Australian youth support organisation

headspace, formally the headspace National Youth Mental Health Foundation, is an Australian non-profit organisation for youth mental health established by the Australian Government in 2006. The project is funded by the Department of Health, Disability and Ageing under the Youth Mental Health Initiative Program, and indirectly supported through the Better Access Scheme.

headspace delivers support to young people aged from 12 to 25 years to reduce the impact of depression, anxiety, stress, alcohol and drug use, and to improve relationship issues associated with sexuality, sexual health, families, and bullying. Young people and their families can get support at a headspace centre as well as online and telephone support service, eheadspace. Many hospitals, especially in metropolitan areas, refer patients that are not a current threat to themselves or others to headspace for longer-term mental health care.

== Centres ==
headspace has more than 175 centres across Australia which can be accessed for free or at low cost. Staff include doctors, psychologists, social workers, occupational therapists, nurses, youth workers, peer workers, counselors and alcohol and drug workers. headspace can help with psychotherapy, counselling, education and employment services, as well as drug and alcohol issues.

== eheadspace ==

eheadspace is a confidential and free space where a young person or their family can call, chat or email with a qualified youth mental health professional.
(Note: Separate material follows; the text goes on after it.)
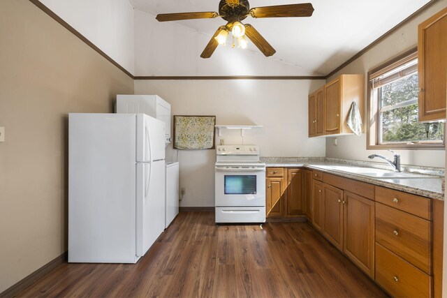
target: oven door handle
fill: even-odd
[[[260,167],[259,169],[243,169],[243,168],[226,168],[216,167],[216,172],[265,172],[265,167]]]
Unlike Lifeline or Kids Helpline, eheadspace is not an emergency or crisis service. eheadspace is available 7 days a week from 3pm – 10pm local time.

== headspace schools ==
headspace Schools and Communities ("headspace schools") is an initiative funded by the Department of Health, Disability and Ageing that provides support to secondary schools affected by the suicide of a student.

== Staff, board and ambassadors ==

headspace is directed by the headspace Board, chaired by John Harvey . The Chief Executive Officer of headspace is Jason Trethowan, who also sits on the Board as a Director.